I’m not saying that if Amtrak were disbanded today, it could be recreated instantly ten years hence, just that the tracks will mostly still be in roughly the same condition ten years hence, so if Amtrak needed to be recreated, at least there would be no need to pay a lot of money to clear off the tracks.

@ ASKoD: it would reach equilibrium and hover—if air temperatures were in solid, unmoving bands. In practice, things are much rougher, so the balloon would end up bobbing up and down, as the wind pushed it into pockets of warmer and colder air. Interestingly, it would also generally rise higher over cities… I wonder if anyone has ever considered installing wind turbines around those stupid gigantic treeless parking lots next to U.S. commercial enterprises. They heat up like ovens during the summer, and there are many thousands of them around the country. (Particularly in the north; the justification used is always that it is easier to clear snow out of the parking lot in the winter if you don’t have to steer the plow around trees. Only after they are constructed and the developers long gone does anyone realize that the city suddenly has this large area with no shade that gets enormously hot during the summer and floods really easily the rest of the time. Walmart is, of course, a prime offender.)

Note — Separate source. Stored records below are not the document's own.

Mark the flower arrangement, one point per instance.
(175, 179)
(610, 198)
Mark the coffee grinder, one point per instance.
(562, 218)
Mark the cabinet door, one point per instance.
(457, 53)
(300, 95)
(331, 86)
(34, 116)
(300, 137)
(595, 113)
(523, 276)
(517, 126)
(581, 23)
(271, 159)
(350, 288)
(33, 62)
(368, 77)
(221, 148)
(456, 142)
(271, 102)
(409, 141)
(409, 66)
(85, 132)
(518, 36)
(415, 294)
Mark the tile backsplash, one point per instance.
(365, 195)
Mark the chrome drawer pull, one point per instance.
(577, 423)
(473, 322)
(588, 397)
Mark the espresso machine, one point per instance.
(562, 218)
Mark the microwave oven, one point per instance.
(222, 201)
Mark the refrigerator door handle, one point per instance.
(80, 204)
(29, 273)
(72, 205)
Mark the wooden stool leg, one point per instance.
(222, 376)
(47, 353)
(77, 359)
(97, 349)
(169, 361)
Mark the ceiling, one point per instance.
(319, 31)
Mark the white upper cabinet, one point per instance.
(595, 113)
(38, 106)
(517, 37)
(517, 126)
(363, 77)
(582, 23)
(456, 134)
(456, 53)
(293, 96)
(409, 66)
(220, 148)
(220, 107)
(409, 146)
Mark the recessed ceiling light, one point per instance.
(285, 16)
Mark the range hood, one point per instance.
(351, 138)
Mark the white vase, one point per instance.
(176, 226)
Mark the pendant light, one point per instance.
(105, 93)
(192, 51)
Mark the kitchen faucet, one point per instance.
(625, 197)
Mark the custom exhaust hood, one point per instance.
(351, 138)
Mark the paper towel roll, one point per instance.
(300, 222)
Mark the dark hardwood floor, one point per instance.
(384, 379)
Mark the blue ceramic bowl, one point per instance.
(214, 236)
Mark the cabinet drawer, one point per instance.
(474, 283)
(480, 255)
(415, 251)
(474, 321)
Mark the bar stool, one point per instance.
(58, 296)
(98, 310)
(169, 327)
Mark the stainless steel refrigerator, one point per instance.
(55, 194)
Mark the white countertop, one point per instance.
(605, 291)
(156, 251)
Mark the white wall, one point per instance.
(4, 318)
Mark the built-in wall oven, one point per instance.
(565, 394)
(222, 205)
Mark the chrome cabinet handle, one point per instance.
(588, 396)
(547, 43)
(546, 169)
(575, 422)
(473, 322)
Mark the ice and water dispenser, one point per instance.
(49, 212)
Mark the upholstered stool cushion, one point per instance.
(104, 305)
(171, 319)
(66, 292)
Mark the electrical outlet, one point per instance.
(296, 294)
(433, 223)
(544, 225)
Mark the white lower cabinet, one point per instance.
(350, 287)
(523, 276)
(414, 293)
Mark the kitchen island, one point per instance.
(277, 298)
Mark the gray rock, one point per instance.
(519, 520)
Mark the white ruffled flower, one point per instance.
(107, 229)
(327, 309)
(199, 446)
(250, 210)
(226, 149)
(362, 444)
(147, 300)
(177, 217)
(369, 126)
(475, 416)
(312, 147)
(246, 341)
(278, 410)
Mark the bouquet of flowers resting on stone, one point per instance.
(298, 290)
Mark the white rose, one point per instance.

Posted by: Blind Misery | Mar 3 2005 16:48 utc | 24

Sorry, I missed the crucial link, so I misunderstood BM’s reference to the “linked page”. Thanks, Jérôme, and my apologies to BM and ASKoD.

Posted by: teuton | Mar 3 2005 18:20 utc | 25

We might not have been exactly clear, so the link is: http://www.fuellessflight.com/
Who did post it the first time? It wasn´t me…

Posted by: A swedish kind of death | Mar 3 2005 21:47 utc | 26

@Jim S The taxi aircraft will fit right in to the new system of private jets to transport the elite between their gated communities and cattle planes to carry the masses. you said it so I didn’t have to 🙂

Posted by: DeAnander | Mar 4 2005 4:56 utc | 27

Blind Misery,
It will be interesting to see if Amtrak will be gutted, if so, it would in some sense serve as a proof of fact that this administrations national security efforts are more about creating a smoke screen (for a different domestic agenda)than maintaining the necessary redundancy if we are in fact “at war”. After 9-11, Amtrak took up substantial slack caused by the fear of flying as the secondary mode of national travel. So it’s a bit odd that this secondary mode of travel should be discarded so easily, while the administration is hell-bent on a generational war. What many do not understand, is that government has always played a major role in American rail traffic, through both massive land grants and severe regulation — passenger service has always been (until the Staggers Act in the 70’s) been mandated and regulated by the federal govt. After that Amtrak was created to fill the void in passenger service, but (except in the Boston/WashDC strip) maintained no trackage it owned, maintained, and operated to it’s own needs and thus was and is subject to the needs of the host RR trackage needs, and why you’re train must wait for the next freight to clear. So any expectations of Amtrak being “self sufficiant” is a total joke out of the gate, as if any major transportation system is self sufficiant in the first place, be it the highway system, air terminals, sea ports, you name (baseball stadiums) all financed % tax wise way beyond anything Amtrak could dream of relative to it’s importance.
It’s not that America did’nt have the chance to own and develop it’s own national trackage system for an Amtrak like system. After the 70’s much trackage was simply abandoned, as either the result of the rampent consolidation or bankruptcy. Case in point the Milwaukee RR went bankrupt in the 70’s, was not merged or sold off and left trackage (parts even electrified with substations) from Seattle to Chicago, now one long bike trail.